La historia de Pedro, sobreviviente del Mitch que enterró a toda su familia

TEGUCIGALPA (AFP) – “Dios me dio a mis cuatro hijos y a mi esposa y él me los quitó”, afirma con resignación Pedro Fúnez, un hondureño que hace diez años perdió a toda su familia en un derrumbe provocado por el huracán Mitch en un suburbio de Tegucigalpa.

A partir del 26 de octubre de 1998, todo el territorio hondureño sufrió los embates del Mitch, con desbordes masivos de los ríos que causaron inundaciones y derrumbes en carreteras, convirtiendo al país en islas accesibles sólo por aire cuando la tempestad cedió el 1 de noviembre.

Según cifras oficiales, el ciclón dejó 5.657 muertos, 8.058 desaparecidos, 1,5 millones de damnificados y pérdidas materiales por 5.000 millones de dólares.

Dos de las historias más conmovedoras son las de Pedro Fúnez y la de una profesora de primaria, Isabel Arriola, que sobrevivió seis días asida a una tabla en el mar embravecido.

La mujer –que ahora vive en Estados Unidos–, fue arrastrada al mar por las olas y las crecidas de un río, en la aldea de negros garífunas de Santa Rosa de Aguan, departamento de Colón, unos 550 km al norte de la capital. Ella fue rescatada por un barco francés en alta mar.

En la capital, lo peor ocurrió el 30 de octubre. Hacia la medianoche de ese día, en la colonia marginal de Nueva Esperanza, Isaac, de 4 años, pidió a su padre, Pedro Fúnez, que le dejara un espacio en la cama en que dormía con su esposa porque tenía “miedo” por la intensa lluvia.

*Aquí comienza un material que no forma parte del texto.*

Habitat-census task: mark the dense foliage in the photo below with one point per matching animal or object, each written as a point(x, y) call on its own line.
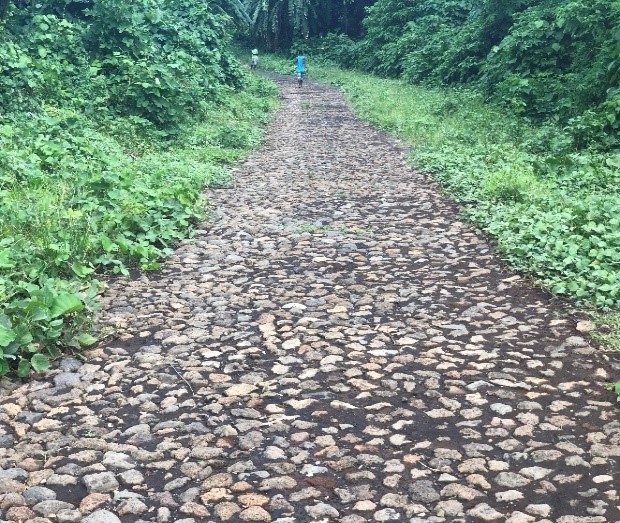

Unas dos horas después del pedido de Isaac, Pedro, sus cuatro hijos, su esposa y sus suegros sentían que la vivienda se resquebrajaba y ellos rodaban entre los escombros de la casa y un alud de rocas hacia la creciente del río situado unos 100 metros abajo.

Pedro quedó atrapado entre tierra y rocas hasta la cintura. En medio de la oscuridad, comenzó a gritarle a cada uno de los miembros de su familia, por su nombre. Ninguno le respondió, salvo su suegro, quien también se salvó.

Como pudo, quitó la tierra y las piedras que lo atrapaban y subió donde un vecino. Después, la familia con la que trabajaba como vendedor de una farmacia lo ayudó para ser llevado a un hospital.

Regresó al lugar del derrumbe donde socorriistas británicos y mexicanos le ayudaron a recuperar los cuerpos de sus hijos Wilson (15 años), Ana (13), Pedro (8), Isaac (4), su esposa, Teresa Amador (36), y su suegra, María Cecilia Rivera (58).

“¿Cómo voy a olvidar eso?”, dice Pedro a la AFP, mientras trabaja como despachador de autobuses cerca del mercado de Comayagüela, en el sur de la capital.

Diez años después de la tragedia, Pedro, de 47 años, trabaja como despachador de los autobuses que van a la colonia donde vive, bautizada con el nombre de Cruz Roja, en honor a esa institución que la construyó en la zona de Altos de Santa Rosa, unos 5 km al sur de la capital.

“Tengo una nueva familia, me casé con Albertina Sánchez”, relata mientras pasa lista a los autobuses que llegan a la estación y ordena la salida de cada uno.

Su mujer tiene tres hijos, Patricia (25), Jorge (22) y Karen (21), a los que él ha apoyado como si fueran suyos.

A diez años de la tragedia, Pedro fue al “Divino Paraíso”, el cementerio de los pobres, al suroeste de Tegucigalpa, a limpiar y pintar las cruces de las tumbas de su familia.

“Dios nos da y Dios nos quita. Yo voy a reencontrarme con ellos”, expresa con convicción cristiana.